Hab folgendes kleine Problem. Bekanntlich hat man, wenn jenseits der 32 Bit ein Farbverlauf angelegt wird, den Treppeneffekt. 

Kann man diesen in 16 Bit auf irgendeine Art vermeiden oder gilt da das Gesetz: "JUNG...Farbverläufe haben unterhalb von 24 Bit immer Treppen. Dat is so!"

Das würde mich mal brennend interessieren


----------



## oezer (23. März 2001)

Hi muck,

ein Treppeneffekt bekommst du immer, egal von welcher Farbtiefe du aus deine Farben runterschrauben tust. Und so genau hab ich deine Frage auch leider nicht vernommen. Hmm... Also probiere doch mal die Darstellung (für WEB) *.jpg oder *.gif mal aus. Bei Photoshop ist ja ImageReady3 dabei damit kannst du hervorragende Ergebnisse erzielen was a.) die Komprimierung und b.)die Qualität deiner Images angeht.
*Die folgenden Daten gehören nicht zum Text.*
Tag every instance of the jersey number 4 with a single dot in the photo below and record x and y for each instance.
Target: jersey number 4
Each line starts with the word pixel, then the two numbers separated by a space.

wenn ich jetzt was falsch verstanden habe musch mich halt uffkläre.

--
gruss
O3|Zer


----------



## fizgig (5. April 2001)

Ich habe die Erfahrung gemacht, das man mit Photoshop diesen 16Bit Effekt nicht verhindern kann. 

Um aber trotzdem unter 16 Bit gute Verlaeufe zu haben speichere ich das Bild mit 24Bit ab und lade es in PaintShopPro ein. Dort kann man DecreaseColor auf 16Bit machen und eine Error-Diffusion einstellen. Das Bild speichert man dann wie gewohnt ab und es sieht auch unter 16Bit gut aus.

Manchmal haben auch kleinere Programme eine gute Funktion (wobei das die einzige Sache ist, die ich bei PaintShopPro nutze)

fizgig


----------